As temperatures shift from frigid to crisp, robins will grow plump with the bounty of late spring worms, oblivious to the economic collapse and job losses that will reverberate in communities for years to come. Mama ducks will nest on clutches of pale green eggs, not knowing that their human counterparts are navigating the new reality of giving birth in the midst of a pandemic.

I envy the birds’ freedom. Their ability to come and go on a whim is a privilege I took for granted. Their blithe meanderings are a refreshing contrast to the shelter-in-place orders and closures that threaten to crush us with despair. Their ignorance to the trauma unfolding around them is oddly comforting, an antidote to our misery.

The birds are a thread of normalcy I can grasp, a reminder of what will remain even after our world is permanently changed, fractured in ways we won’t be able to repair.  
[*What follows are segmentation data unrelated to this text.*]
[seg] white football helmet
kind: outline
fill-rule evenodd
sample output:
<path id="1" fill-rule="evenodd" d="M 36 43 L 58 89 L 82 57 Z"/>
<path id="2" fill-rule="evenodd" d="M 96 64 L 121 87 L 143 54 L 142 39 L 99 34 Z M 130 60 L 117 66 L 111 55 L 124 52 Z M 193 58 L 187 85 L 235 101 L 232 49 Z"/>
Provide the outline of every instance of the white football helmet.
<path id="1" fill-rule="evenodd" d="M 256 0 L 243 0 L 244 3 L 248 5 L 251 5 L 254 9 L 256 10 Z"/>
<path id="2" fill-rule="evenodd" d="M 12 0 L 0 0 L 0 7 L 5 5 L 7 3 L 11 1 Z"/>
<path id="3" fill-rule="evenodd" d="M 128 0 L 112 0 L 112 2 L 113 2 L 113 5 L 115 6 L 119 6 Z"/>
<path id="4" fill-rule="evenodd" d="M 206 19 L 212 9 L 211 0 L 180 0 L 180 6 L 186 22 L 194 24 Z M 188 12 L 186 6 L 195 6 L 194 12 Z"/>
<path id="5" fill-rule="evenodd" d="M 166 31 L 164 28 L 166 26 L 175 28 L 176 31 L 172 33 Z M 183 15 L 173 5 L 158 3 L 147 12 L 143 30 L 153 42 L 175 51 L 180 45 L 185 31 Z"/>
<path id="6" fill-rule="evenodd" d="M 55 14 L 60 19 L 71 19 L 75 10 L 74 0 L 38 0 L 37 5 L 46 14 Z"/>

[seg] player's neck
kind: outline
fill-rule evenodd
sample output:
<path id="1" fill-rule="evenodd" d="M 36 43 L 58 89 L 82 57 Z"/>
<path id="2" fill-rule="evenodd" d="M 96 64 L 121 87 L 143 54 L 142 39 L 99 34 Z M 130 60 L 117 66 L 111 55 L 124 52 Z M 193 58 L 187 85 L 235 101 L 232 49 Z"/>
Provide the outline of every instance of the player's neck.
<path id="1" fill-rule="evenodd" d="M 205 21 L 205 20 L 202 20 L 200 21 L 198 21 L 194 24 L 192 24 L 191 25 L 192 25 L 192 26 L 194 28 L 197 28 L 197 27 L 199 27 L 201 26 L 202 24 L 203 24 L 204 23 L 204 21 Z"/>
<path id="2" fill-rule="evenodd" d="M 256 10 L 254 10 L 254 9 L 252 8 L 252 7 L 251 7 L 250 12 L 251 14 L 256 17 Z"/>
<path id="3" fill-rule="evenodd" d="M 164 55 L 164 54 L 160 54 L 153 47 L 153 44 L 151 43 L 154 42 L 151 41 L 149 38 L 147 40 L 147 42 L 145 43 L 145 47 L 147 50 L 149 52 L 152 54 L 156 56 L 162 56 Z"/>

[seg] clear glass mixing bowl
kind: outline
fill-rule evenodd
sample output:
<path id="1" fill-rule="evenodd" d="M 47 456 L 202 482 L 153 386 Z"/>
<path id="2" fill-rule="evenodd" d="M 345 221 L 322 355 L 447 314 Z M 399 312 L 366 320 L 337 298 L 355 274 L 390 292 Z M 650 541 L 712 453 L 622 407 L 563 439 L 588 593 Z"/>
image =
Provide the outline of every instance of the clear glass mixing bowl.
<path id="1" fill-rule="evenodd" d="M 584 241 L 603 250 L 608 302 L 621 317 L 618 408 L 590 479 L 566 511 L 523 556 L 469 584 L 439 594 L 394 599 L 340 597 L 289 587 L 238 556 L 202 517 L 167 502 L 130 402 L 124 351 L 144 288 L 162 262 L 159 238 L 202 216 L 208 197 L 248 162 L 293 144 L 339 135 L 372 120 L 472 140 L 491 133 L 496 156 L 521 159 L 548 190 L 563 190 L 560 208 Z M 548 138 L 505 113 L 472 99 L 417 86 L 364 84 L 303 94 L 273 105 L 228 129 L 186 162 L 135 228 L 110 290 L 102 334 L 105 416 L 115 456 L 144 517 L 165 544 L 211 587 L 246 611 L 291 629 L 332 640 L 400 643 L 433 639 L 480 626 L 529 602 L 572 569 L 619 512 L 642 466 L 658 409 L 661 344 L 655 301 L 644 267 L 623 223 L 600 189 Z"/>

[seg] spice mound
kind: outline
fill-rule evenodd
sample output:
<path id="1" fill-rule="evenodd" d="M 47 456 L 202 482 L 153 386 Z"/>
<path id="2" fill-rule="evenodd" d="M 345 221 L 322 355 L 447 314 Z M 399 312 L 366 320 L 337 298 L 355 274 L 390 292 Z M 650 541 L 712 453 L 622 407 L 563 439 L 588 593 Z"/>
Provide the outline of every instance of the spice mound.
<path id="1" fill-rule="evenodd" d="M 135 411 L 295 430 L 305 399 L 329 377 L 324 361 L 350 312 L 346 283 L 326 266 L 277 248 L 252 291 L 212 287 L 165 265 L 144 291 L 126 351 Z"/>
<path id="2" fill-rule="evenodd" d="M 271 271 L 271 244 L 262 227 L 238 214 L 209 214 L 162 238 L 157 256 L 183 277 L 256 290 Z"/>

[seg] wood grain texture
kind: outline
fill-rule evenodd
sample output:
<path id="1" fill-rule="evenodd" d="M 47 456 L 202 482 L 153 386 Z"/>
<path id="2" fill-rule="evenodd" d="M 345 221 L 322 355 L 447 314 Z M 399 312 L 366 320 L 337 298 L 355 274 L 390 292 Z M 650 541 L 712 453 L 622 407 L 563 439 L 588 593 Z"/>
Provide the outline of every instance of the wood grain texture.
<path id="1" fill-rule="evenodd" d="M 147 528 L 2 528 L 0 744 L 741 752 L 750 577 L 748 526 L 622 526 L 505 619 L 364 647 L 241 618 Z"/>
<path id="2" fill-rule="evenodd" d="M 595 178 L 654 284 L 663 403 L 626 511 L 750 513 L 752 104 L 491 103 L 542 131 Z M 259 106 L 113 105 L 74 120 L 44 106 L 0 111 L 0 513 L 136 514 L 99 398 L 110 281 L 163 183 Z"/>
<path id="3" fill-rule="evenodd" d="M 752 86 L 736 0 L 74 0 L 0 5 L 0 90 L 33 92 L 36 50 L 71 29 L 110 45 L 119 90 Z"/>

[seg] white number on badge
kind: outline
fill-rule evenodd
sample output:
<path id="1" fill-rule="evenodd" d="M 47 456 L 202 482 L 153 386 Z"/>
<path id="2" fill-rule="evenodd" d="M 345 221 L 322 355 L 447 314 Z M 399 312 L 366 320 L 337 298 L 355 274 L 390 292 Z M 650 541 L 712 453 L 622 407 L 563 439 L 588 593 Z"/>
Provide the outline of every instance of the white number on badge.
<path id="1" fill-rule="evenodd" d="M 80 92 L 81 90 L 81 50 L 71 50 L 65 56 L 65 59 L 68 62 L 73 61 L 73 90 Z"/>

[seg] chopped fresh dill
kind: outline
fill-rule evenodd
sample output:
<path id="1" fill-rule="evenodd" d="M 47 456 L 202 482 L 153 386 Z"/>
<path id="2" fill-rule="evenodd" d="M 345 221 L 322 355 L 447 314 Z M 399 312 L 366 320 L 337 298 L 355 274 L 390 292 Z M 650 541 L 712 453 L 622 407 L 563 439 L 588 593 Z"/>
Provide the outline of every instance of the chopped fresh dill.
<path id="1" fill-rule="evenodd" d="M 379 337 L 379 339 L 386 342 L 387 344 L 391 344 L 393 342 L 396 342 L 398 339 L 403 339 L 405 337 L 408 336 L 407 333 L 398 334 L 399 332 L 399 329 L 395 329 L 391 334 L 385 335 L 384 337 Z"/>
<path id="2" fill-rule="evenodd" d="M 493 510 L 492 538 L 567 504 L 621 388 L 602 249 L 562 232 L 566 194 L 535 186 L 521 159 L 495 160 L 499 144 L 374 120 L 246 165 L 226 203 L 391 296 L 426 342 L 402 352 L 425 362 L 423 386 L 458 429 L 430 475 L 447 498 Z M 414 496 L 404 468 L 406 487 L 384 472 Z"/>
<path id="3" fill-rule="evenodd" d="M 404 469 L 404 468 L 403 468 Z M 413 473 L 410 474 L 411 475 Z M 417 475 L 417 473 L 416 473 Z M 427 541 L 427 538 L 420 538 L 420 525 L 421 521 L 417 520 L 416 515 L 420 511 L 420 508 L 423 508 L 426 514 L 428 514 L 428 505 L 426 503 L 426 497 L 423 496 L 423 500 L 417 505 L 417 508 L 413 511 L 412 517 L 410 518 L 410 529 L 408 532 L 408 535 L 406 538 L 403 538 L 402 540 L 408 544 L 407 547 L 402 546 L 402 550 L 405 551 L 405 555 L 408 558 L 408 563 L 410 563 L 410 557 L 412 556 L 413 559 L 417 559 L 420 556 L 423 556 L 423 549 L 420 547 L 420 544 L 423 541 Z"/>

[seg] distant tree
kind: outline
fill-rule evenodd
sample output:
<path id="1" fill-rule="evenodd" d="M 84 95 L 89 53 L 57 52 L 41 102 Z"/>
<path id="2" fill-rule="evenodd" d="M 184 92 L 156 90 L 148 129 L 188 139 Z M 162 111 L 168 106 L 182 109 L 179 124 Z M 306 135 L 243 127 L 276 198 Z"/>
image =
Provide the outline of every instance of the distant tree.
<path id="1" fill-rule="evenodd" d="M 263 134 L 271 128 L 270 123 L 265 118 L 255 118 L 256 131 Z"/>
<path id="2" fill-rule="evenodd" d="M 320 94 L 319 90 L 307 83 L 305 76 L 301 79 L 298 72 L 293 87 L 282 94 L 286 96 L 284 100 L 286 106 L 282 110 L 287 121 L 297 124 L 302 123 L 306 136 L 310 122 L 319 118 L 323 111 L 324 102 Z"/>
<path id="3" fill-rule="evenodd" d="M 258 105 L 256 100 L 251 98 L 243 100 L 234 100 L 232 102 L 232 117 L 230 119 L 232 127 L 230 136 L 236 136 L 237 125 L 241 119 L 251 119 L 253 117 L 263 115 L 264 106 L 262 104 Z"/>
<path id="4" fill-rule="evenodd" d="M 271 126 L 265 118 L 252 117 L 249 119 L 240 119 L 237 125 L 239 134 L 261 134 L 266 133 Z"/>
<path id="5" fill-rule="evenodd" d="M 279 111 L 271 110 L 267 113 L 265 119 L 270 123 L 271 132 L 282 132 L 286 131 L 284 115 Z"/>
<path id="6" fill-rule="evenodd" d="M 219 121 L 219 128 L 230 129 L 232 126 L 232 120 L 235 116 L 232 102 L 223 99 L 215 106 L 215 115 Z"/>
It’s the middle of April when our governor announces the Safer at Home order will be extended until the end of May. I’m out running, wondering whether that timeline will change once again, when I hear a cardinal singing in a tree. He is stunning, a ruby red jewel against a stagnant, gray sky.

The sight disrupts my brain’s background soundtrack of what-ifs. And, for a moment, over the rumble of the few cars on the road and the distant roar of a solitary lawnmower, his sweet trills pierce the air.


Gina Rich lives in Mequon, Wisconsin, with her husband, Kevin Rich ’00, and their two daughters. She talks about motherhood in her blog lovehopeandcoffee.com.